Хорошо бы выяснить, есть ли ещё гружёные составы, но разгуливать сейчас по станции опасно, тем более что охрана в любую минуту может хватиться исчезнувшего часового и забить тревогу.
Прибылову не терпелось подать сигнал и бежать обратно в лес. Но может прийти ещё эшелон, и обидно, если он уцелеет.
На станции было тихо, только вдали попыхивали паровозы, будто хотели отдышаться после бега. Кто-то прошёл с фонарём вдоль состава — и опять тишина…
Лёжа под вагоном, он ещё раз с удовольствием ощупал заряженную ракетницу, лежащую за пазухой.
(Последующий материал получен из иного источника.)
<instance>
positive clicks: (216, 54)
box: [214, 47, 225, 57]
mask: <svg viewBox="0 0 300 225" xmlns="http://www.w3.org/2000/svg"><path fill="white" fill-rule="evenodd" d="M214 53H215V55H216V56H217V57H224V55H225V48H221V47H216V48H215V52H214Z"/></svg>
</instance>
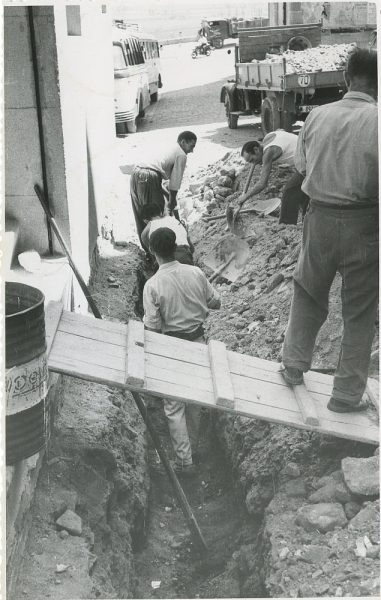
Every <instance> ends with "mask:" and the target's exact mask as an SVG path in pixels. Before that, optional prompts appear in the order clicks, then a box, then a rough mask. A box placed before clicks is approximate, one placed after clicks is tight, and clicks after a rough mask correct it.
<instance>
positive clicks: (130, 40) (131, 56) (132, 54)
mask: <svg viewBox="0 0 381 600" xmlns="http://www.w3.org/2000/svg"><path fill="white" fill-rule="evenodd" d="M131 41H132V40H131V38H127V40H126V41H125V43H124V46H125V50H126V55H127V64H128V65H134V64H135V62H134V56H133V53H132V47H131Z"/></svg>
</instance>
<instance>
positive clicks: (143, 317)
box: [143, 281, 161, 333]
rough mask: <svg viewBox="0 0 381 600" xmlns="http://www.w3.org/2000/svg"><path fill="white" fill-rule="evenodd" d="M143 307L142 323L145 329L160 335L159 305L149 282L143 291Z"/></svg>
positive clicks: (160, 330)
mask: <svg viewBox="0 0 381 600" xmlns="http://www.w3.org/2000/svg"><path fill="white" fill-rule="evenodd" d="M143 307H144V317H143V323H144V327H145V329H148V331H154V332H156V333H161V314H160V305H159V302H158V300H157V295H156V293H155V290H154V288H153V286H152V285H150V282H149V281H147V283H146V284H145V286H144V289H143Z"/></svg>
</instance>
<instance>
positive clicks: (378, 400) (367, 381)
mask: <svg viewBox="0 0 381 600" xmlns="http://www.w3.org/2000/svg"><path fill="white" fill-rule="evenodd" d="M365 391H366V393H367V394H368V397H369V400H370V401H371V402H372V403H373V404H374V406H375V407H376V409H377V412H378V413H379V412H380V404H379V399H380V389H379V383H378V381H377V379H373V378H371V377H369V378H368V381H367V384H366V388H365Z"/></svg>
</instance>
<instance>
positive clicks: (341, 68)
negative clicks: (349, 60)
mask: <svg viewBox="0 0 381 600" xmlns="http://www.w3.org/2000/svg"><path fill="white" fill-rule="evenodd" d="M355 47H356V44H332V45H321V46H317V47H316V48H307V49H306V50H301V51H297V50H286V51H285V52H283V54H280V55H279V54H266V58H265V59H264V60H253V61H251V62H253V63H260V64H272V63H279V62H282V60H283V59H285V60H286V73H287V74H289V73H298V74H302V73H316V72H318V71H340V70H342V69H344V68H345V65H346V62H347V60H348V56H349V54H350V52H352V50H354V48H355Z"/></svg>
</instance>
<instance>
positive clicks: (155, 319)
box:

Никто теперь не помешает ему выполнить приказ, и что бы ни ждало его дальше, — он даст две зелёные ракеты и вызовет на себя огонь.
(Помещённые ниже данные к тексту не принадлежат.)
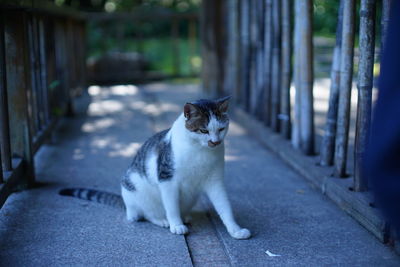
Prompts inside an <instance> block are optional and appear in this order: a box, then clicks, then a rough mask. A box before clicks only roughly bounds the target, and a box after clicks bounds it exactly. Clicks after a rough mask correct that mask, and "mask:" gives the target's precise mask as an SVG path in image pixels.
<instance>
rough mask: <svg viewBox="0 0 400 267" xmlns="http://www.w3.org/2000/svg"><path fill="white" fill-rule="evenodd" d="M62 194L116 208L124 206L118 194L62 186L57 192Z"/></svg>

«Интересно знать, как обо мне сообщат Наташе: „Пропал без вести“ или „Пал смертью храбрых“?» — горько подумал он и опять вспомнил, что перед уходом не ответил на последнее её письмо. Боялся, что ответ будет натянутым. Сообщать об опасном задании не хотелось, чтобы письмо не выглядело прощальным.
«Когда я сажусь ужинать, — писала Наташа, — то ставлю на стол две тарелки, две чашки. Ты не сердись на меня: я стала совсем глупенькая от любви к тебе и одиночества. Мне всё кажется, что вот откроется дверь и ты войдёшь, как всегда весёлый, шумный, проголодавшийся, и сразу же сядешь ужинать».
Прибылов поёжился, глубже засунул руки в рукава ватника. Ему было сладко думать, что Наташа спит сейчас в тёплой постели, ей ничто не угрожает, в комнате тихо, только прилежно тикают часики. Ложась спать, она любит класть эти часики под подушку. Кстати, который час теперь?
Светящиеся стрелки показали половину третьего.
Прибылов долго вслушивался в ночь. Тишина. Он уже отчаялся что-нибудь услышать, как издали донёсся глухой взрыв.
— Был мост, и нет моста, — радостно подумал он вслух.
Хорошо подать сигнал, но, может быть, ещё один эшелон успел пройти через мост и сейчас где-нибудь в пути?
Около четырёх часов утра Прибылов выполз из-под вагона и посмотрел на небо. Рассвет ещё не коснулся его, но звёзды потускнели. Дальше ждать опасно, сигнал будет плохо виден.
Поездов больше не было.
Где-то вдали слышался едва различимый шум моторов: по дороге шла автоколонна. Может быть, за снарядами?
Он вынул ракетницу и поднял её над головой. Не сразу удалось унять дрожь руки — волнуется или продрог? Прибылов затаил дыхание, совсем как при стрельбе в цель. Уж не собирается ли он попасть ракетой в ковш Большой Медведицы?